А туловище твое туда влезет?
– Ну конечно, я же сразу сумарек на объем зачаровал. А сейчас еще и облегчил. Так что ты не надорвешься, таская меня за плечом.
– Да ты прям джентльмен! – усмехнувшись, совала я человеческие останки в сумку. Взяв череп в руки, и заглянув в глаза огоньки, поинтересовалась я. – А если я с черепом в руках войду в город, что будет?
– Сожгут тебя, да и все! – пробурчал он, и я начала засовывать его голову в сумку.
Завязав веревку и накинув на плечо легенький сумарек, я пошла в город. Грюхсбурген. Он раскинулся на берегу серенькой реки, чьи воды, как будто застывшие во времени, не отражали небо. Узкие улочки, вымощенные камнями, извивались между высокими, угловатыми домами, построенными из темного камня и дерева, покрытого мхом и лишайниками.

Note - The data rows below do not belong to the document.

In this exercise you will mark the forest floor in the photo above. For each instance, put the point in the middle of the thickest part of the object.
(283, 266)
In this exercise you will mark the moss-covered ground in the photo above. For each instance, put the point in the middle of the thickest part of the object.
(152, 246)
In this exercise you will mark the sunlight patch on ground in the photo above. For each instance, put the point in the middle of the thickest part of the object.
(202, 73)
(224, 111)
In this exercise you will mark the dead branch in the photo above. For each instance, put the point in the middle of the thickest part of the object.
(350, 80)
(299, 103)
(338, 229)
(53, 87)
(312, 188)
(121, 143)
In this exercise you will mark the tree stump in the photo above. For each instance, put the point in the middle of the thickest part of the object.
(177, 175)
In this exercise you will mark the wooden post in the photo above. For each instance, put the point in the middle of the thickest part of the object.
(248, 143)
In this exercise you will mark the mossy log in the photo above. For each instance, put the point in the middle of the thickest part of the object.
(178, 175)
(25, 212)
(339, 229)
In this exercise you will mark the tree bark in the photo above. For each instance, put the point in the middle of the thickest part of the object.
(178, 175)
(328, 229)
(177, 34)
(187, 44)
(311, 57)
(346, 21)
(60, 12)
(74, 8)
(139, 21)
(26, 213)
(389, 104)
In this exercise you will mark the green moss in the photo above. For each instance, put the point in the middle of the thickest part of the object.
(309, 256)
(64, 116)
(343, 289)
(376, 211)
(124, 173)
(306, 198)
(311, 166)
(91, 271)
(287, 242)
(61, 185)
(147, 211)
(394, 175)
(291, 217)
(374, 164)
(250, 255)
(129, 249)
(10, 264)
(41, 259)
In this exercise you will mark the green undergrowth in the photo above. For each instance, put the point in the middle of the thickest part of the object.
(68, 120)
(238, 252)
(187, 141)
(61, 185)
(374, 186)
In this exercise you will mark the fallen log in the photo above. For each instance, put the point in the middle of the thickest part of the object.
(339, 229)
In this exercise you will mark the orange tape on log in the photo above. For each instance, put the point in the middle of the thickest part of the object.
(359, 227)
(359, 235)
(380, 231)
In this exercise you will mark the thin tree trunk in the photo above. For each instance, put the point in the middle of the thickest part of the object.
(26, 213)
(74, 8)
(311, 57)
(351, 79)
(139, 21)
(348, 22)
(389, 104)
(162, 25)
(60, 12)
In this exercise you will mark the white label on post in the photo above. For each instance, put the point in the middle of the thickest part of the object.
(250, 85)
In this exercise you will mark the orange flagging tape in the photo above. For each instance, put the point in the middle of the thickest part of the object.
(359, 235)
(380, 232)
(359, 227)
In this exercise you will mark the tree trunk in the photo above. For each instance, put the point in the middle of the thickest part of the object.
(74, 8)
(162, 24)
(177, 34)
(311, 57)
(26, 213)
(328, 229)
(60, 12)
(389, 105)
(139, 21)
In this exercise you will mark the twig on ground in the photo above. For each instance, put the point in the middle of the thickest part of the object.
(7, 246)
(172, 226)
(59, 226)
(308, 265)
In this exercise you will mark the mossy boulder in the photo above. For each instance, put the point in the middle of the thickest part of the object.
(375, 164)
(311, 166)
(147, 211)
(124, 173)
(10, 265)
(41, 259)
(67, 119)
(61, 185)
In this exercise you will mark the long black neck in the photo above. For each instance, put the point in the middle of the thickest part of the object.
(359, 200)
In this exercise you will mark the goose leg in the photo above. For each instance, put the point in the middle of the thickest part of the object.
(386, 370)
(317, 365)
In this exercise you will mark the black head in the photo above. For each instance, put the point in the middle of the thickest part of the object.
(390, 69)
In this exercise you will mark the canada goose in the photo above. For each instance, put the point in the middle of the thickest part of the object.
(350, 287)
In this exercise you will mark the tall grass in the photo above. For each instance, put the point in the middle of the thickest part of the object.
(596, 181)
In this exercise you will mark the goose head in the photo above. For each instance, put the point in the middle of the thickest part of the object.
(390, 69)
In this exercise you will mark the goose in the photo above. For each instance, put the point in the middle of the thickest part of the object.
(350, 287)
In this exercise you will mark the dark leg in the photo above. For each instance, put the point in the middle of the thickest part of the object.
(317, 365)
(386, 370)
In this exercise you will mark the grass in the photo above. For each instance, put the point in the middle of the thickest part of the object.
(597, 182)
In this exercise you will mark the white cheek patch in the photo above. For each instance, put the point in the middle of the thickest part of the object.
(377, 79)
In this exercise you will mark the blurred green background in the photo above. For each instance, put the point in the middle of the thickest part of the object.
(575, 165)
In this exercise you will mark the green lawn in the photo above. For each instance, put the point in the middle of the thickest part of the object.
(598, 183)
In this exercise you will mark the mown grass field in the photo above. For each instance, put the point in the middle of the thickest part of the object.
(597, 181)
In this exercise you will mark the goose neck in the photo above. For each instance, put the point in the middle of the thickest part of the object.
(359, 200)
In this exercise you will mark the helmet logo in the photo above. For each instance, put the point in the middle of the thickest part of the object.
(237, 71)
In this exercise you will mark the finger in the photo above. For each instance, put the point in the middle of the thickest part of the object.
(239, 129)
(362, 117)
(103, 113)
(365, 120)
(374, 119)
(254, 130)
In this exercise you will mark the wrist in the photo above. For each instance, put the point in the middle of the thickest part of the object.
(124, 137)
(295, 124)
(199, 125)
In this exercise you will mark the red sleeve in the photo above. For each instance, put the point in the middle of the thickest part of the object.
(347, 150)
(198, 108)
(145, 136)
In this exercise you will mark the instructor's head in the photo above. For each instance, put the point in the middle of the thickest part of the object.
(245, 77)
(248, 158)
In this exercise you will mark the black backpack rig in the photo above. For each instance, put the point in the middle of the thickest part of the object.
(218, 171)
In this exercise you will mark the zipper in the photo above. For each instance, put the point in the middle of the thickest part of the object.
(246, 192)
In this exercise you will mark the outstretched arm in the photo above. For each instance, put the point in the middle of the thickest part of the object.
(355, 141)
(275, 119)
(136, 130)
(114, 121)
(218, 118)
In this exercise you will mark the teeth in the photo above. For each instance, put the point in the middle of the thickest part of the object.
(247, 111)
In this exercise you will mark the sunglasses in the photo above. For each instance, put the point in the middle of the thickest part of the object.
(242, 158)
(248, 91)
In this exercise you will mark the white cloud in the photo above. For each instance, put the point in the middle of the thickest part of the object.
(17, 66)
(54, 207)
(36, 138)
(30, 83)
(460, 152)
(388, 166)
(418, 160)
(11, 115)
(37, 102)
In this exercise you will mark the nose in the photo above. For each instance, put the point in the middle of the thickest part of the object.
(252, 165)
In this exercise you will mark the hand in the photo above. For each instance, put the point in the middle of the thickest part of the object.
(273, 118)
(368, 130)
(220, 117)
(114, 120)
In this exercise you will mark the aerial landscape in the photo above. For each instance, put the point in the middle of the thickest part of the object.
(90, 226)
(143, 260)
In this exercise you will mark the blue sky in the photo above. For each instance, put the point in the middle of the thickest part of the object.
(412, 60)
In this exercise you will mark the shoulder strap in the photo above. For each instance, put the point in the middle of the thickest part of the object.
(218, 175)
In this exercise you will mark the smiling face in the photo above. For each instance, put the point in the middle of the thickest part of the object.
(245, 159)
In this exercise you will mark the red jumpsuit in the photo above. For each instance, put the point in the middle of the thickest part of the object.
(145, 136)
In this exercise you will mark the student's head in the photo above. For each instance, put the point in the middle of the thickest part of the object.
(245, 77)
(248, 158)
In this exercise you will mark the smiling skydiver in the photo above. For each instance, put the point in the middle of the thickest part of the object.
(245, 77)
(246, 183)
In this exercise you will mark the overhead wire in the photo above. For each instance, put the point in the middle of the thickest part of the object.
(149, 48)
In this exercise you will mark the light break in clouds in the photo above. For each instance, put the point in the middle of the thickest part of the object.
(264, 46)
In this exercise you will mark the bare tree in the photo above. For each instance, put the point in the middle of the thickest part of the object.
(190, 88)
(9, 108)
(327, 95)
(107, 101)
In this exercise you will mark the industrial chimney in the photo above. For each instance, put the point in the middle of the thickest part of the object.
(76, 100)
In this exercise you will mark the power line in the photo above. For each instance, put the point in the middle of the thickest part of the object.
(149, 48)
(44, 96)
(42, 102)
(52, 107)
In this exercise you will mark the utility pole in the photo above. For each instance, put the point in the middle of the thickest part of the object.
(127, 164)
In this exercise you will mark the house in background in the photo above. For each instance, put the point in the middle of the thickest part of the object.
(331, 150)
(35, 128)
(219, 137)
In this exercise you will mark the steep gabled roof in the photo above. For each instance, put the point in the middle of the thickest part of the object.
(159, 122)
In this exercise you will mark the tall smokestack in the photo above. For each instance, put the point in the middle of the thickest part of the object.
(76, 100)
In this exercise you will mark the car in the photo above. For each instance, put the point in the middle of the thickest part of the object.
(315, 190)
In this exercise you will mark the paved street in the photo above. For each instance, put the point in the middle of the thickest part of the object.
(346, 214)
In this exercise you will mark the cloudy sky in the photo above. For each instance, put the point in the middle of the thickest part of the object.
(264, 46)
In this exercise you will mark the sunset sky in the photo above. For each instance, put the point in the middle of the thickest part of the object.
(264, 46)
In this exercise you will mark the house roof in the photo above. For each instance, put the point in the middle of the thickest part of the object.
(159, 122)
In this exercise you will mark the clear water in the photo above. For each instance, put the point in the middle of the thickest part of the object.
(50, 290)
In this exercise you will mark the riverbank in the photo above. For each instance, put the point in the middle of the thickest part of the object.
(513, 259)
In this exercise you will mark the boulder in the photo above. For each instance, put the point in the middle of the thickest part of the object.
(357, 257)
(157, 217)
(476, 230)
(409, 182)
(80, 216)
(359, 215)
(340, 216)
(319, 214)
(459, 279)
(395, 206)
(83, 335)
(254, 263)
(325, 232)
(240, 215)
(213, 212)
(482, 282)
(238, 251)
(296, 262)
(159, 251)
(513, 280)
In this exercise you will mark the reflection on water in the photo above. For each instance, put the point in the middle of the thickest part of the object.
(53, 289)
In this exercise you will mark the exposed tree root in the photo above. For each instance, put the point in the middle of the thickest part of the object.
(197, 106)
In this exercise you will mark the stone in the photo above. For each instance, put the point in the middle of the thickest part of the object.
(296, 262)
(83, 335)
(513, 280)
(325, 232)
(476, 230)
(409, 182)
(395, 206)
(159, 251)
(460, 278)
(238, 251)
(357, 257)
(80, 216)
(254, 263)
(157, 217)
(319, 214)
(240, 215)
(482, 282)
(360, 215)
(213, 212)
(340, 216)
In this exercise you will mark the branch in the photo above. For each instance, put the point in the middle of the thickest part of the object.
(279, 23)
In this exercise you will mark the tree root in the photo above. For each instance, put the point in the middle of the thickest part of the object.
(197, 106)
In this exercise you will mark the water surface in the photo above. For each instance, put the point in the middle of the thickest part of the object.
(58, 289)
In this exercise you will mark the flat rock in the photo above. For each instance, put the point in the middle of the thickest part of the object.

На каждом шагу в воздухе витал запах сырости и гнили, смешанный с ароматом угольного дыма, поднимающегося из труб, которые торчали, как гнилые зубы, из крыш. Местные жители, одетые в потертую и грязную одежду, передвигались по улицам с угрюмыми лицами, избегая взгляда друг друга. Иногда в толпе можно было услышать шепот о странных существах, обитающих в окрестных лесах, или о проклятых душах, бродящих по ночам.
– Да уж местечко! – присвистнула я, подходя к доске объявлений. Чтобы отыскать ночлежку. – О! Тут написано, что можно подзаработать.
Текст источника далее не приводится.